Modified by 《Long-Tail Learning with Foundation Model: Heavy Fine-Tuning Hurts》 and the original repo: https://github.com/shijxcs/LIFT
- Python 3.8
- PyTorch 2.0
- Torchvision 0.15
- Tensorboard
- Other dependencies are listed in requirements.txt.
To install requirements, run:
conda create -n lift python=3.8 -y
conda activate lift
conda install pytorch==2.0.0 torchvision==0.15.0 pytorch-cuda=11.7 -c pytorch -c nvidia
conda install tensorboard
pip install -r requirements.txt
We encourage installing the latest dependencies.

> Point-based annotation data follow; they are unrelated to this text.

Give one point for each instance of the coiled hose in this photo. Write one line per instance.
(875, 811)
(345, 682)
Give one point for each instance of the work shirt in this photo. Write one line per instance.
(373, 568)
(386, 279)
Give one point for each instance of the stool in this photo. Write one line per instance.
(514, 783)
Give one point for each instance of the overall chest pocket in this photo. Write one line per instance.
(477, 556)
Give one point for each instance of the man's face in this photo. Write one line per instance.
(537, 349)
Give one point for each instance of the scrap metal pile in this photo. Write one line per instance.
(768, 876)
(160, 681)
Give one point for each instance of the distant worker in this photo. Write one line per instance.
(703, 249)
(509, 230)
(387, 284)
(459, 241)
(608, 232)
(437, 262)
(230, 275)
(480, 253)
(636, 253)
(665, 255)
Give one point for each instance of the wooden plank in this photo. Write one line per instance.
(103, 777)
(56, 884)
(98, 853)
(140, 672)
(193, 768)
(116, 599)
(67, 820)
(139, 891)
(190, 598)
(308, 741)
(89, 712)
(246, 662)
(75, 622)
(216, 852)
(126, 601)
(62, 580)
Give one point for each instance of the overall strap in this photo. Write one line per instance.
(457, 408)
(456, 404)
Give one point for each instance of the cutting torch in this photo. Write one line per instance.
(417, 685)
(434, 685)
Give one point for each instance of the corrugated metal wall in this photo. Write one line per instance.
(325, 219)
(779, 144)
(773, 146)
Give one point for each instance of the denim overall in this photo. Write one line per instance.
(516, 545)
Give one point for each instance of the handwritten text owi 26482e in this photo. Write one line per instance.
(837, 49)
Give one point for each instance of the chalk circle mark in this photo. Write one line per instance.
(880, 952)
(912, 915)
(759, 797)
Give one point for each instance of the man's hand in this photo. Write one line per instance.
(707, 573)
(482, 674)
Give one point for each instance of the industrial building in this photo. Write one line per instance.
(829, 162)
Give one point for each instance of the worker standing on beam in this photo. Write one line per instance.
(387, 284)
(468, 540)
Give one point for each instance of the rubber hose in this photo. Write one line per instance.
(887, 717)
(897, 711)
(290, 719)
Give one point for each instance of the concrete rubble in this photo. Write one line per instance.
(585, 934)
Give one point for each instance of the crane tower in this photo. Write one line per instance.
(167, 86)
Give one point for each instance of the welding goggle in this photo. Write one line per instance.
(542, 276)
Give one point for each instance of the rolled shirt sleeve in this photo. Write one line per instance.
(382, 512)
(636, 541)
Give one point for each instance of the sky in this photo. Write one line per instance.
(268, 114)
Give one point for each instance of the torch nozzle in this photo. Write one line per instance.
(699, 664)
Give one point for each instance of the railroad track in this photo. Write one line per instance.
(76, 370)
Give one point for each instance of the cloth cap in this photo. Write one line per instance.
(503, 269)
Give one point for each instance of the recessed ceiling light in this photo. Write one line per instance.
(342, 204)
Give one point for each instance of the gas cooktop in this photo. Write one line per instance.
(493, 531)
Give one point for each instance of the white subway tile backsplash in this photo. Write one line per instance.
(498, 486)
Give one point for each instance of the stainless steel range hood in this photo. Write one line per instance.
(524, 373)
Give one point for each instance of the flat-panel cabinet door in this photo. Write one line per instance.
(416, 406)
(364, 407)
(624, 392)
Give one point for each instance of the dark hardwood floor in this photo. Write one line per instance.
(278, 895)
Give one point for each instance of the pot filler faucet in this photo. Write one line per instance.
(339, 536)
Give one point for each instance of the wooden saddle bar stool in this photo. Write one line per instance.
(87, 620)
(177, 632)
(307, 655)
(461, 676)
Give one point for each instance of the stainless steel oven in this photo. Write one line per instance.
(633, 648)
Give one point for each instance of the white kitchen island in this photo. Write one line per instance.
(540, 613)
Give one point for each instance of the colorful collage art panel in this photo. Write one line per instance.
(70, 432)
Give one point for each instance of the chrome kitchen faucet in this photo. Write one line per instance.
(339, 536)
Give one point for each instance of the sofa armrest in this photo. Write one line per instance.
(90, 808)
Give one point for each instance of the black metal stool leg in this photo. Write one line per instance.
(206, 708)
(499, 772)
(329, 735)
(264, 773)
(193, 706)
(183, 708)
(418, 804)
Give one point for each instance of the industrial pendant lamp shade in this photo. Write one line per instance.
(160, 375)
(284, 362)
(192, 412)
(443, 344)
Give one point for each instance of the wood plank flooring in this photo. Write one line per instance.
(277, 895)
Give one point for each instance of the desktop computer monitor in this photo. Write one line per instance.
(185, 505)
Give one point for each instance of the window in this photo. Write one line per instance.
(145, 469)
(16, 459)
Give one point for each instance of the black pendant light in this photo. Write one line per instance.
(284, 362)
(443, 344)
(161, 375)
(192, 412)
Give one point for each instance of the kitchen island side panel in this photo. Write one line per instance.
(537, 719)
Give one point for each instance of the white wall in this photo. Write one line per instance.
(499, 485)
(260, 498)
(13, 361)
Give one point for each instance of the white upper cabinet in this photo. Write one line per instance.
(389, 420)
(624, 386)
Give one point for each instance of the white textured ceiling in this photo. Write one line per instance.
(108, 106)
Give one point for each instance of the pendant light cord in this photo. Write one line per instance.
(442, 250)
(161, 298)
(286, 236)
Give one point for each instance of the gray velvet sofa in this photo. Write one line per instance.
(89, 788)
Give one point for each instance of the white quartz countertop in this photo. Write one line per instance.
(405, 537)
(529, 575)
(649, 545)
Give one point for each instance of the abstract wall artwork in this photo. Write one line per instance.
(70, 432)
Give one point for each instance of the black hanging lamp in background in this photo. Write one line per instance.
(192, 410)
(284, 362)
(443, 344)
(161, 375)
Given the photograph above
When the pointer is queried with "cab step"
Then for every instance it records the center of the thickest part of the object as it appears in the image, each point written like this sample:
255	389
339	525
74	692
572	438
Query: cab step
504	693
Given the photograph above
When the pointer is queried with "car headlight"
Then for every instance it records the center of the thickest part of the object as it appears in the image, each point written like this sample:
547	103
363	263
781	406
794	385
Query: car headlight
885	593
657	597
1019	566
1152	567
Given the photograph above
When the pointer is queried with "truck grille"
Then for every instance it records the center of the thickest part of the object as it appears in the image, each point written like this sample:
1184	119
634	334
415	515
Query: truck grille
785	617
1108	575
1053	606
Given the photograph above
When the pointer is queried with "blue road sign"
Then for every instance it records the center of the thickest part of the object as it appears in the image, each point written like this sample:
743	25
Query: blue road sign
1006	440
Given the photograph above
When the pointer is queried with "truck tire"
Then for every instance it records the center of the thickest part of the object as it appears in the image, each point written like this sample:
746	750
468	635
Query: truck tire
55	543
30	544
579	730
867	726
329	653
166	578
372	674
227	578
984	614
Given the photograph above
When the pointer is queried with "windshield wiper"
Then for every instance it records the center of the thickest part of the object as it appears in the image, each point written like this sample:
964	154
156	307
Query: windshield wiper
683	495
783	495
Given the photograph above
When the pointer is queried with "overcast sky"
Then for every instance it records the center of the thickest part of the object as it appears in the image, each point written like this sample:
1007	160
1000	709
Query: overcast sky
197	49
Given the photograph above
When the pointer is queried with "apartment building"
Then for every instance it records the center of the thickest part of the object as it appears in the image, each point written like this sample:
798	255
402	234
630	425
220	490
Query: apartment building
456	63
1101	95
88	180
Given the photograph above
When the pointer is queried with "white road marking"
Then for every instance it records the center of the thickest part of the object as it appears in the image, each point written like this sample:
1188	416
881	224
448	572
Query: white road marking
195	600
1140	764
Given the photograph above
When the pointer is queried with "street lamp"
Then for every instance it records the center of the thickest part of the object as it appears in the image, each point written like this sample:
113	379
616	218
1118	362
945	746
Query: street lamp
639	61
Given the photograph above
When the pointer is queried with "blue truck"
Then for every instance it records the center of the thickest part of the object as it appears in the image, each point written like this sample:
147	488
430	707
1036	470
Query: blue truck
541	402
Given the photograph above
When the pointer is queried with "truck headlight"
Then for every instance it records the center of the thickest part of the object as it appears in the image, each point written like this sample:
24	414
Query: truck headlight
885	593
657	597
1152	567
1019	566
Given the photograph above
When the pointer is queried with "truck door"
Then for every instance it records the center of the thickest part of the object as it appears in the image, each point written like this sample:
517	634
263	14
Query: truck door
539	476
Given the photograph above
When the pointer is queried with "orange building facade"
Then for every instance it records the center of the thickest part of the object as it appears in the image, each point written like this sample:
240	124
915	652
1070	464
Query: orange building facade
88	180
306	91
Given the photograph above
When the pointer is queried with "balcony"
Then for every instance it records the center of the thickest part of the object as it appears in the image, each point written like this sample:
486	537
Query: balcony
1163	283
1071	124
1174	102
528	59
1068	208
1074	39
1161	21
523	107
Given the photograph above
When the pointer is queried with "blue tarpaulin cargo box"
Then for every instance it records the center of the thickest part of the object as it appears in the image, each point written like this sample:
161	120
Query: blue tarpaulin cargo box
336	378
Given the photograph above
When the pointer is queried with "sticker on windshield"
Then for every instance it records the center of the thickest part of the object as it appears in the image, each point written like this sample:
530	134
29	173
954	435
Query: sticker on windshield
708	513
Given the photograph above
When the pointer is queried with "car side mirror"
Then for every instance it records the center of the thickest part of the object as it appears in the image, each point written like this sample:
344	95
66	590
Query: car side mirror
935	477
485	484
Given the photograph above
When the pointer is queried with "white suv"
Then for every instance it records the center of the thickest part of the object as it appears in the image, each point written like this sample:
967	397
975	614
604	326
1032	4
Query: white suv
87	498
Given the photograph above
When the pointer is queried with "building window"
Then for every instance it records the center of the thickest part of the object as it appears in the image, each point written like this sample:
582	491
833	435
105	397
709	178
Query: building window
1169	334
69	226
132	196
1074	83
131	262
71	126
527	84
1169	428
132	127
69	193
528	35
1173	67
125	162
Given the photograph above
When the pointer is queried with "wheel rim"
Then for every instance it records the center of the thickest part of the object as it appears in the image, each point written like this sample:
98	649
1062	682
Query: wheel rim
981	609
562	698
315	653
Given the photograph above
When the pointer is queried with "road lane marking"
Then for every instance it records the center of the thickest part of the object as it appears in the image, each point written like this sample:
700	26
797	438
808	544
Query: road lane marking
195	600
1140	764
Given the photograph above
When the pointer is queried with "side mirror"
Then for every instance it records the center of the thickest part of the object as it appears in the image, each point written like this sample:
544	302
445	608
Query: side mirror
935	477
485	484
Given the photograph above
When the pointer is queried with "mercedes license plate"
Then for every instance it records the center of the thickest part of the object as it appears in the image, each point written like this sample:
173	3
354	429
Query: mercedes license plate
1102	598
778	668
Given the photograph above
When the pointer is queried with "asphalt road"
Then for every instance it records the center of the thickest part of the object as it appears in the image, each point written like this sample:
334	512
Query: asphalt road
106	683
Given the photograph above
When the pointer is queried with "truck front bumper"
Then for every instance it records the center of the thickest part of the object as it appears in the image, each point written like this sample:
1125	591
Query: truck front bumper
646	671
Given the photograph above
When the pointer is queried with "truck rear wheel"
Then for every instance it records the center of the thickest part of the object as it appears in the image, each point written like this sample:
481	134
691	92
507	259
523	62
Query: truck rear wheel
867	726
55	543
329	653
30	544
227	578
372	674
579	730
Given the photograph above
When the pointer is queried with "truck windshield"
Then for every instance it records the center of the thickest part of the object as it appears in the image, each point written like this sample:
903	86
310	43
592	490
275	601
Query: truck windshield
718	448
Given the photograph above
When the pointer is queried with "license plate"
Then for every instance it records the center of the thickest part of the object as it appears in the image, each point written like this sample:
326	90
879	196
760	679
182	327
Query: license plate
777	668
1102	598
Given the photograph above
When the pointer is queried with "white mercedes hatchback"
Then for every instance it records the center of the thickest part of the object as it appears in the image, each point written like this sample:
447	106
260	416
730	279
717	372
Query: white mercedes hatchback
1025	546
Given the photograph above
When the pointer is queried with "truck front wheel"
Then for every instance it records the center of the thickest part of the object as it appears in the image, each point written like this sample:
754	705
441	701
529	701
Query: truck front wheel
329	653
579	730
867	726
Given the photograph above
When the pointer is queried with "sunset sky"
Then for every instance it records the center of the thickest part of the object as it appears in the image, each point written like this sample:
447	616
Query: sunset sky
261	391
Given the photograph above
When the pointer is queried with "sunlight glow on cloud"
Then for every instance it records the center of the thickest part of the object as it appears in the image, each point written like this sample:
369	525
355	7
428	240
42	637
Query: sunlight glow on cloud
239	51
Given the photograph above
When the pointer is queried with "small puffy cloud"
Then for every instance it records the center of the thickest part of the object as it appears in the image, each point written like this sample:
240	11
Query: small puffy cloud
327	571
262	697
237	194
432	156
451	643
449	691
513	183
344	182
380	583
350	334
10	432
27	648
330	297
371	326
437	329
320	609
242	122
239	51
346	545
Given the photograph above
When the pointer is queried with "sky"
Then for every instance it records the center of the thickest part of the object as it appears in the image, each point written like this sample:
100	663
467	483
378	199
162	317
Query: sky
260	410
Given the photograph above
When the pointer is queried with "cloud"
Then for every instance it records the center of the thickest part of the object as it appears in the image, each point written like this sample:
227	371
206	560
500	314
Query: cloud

If there are any incompatibilities, please install the dependencies with the following versions.
numpy==1.24.3
scipy==1.10.1
scikit-learn==1.2.1
yacs==0.1.8
tqdm==4.64.1
ftfy==6.1.1
regex==2022.7.9
timm==0.6.12
Most experiments can be reproduced using a single GPU with 20GB of memory (larger models such as ViT-L require more memory).
- To further reduce the GPU memory cost, gradient accumulation is recommended. Please refer to Usage for detailed instructions.
# run LIFT on CIFAR-100-LT (with imbalanced ratio=100)
python main.py -d cifar100_ir100 -m clip_vit_b16 adaptformer True
By running the above command, you can automatically download the CIFAR-100 dataset and run the method (LIFT).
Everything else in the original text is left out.